Une des grandes réussites de Spalletti est d'avoir su tirer profit des qualités de Totti. En l'installant à la pointe de l'attaque, il propose un style de jeu réellement novateur. L'attaquant n'est plus une pointe esseulée essentielle à la finition des actions; il est, avec Totti, un rouage essentiel dans la construction des actions aussi bien que dans leur aboutissement. Il initie une nouvelle ère, celle des "meneurs finisseurs". Par des décrochages constants, Totti parvient à se rendre disponible en venant chercher le ballon entre les lignes. Se pose un problème récurrent pour les défenses adverses: faut-il suivre Totti ou laisser les milieux s'en occuper alors que celui-ci arrive dans leur dos?
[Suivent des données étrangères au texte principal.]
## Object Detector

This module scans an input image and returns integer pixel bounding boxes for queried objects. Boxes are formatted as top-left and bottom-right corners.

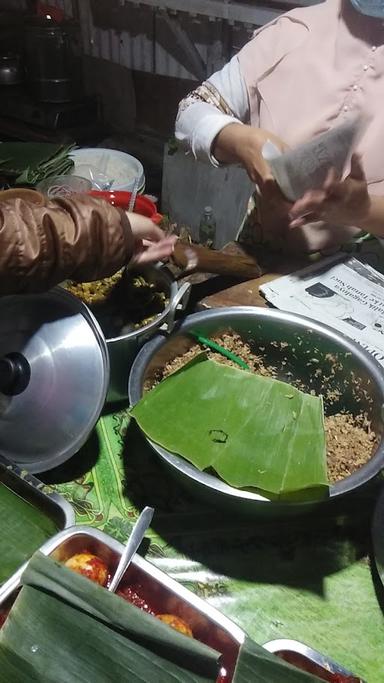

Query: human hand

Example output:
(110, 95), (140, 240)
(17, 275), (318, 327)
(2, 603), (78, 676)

(290, 154), (370, 228)
(127, 212), (177, 265)
(238, 126), (288, 187)
(212, 123), (287, 191)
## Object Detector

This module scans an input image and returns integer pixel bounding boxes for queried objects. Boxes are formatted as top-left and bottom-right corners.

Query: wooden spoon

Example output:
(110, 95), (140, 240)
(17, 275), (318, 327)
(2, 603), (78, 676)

Grâce à ses qualités techniques hors du commun, Totti parvient à garder le ballon dos au but et souvent à créer le décalage en attirant sur lui plusieurs joueurs. La relation fondamentale qu'il entretient avec Perrotta lui garantit d'obtenir des ballons dans les pieds en privilégiant le jeu court et d'avoir le plus souvent un partenaire disponible à ses côtés. Les décalages créés profitent aux joueurs de couloirs. Mancini, Taddei et Giuly apportent leur vivacité, permettant ainsi de tirer profit des situations de surnombre. Ceux-ci repiquent généralement vers l'axe du terrain privilégiant le jeu au sol ou la frappe au but. Leur rôle n'est en ce sens pas celui d'ailiers classiques comme on peut souvent le voir dans de tel systèmes.

L'électron libre qu'a toujours été Totti (que ce soit derrière un ou deux attaquants) atteint un nouvel épanouissement dans le système de Spalletti. Son positionnement plus haut sur le terrain lui offre plus d'opportunités de marquer tout en lui permettant de faire jouer les autres, ce qui est l'une de ses principales qualités. Par son travail de sape et ses décrochages constants, il fatigue les défenseurs adverses. L'entrée en cours de jeu d'un avant-centre plus traditionnel de la qualité de Vucinic permettent à Rome de varier son jeu dans la dernière demi-heure en apportant sa percussion et sa vitesse. Ce fut le cas à Madrid où l'entrée du Monténégrin a concrétisé la supériorité romaine en provoquant l'expulsion de Pepe puis en inscrivant le premier but.


La Roma de Spalletti présente donc, de par le positionnement de Totti notamment, un système de jeu réellement novateur. Le 4-5-1 à la romaine devrait donc devenir un nouveau modèle pour les entraîneurs permettant d'exploiter au mieux les qualités techniques nouvelles des grands attaquants de demain comme Benzema. Si la Roma confirme ses qualités en Ligue des Champions, souhaitons qu'on parle plus demain de "système à la romaine" que de "système à la lyonnaise", manière de rendre hommage à une réelle innovation tactique.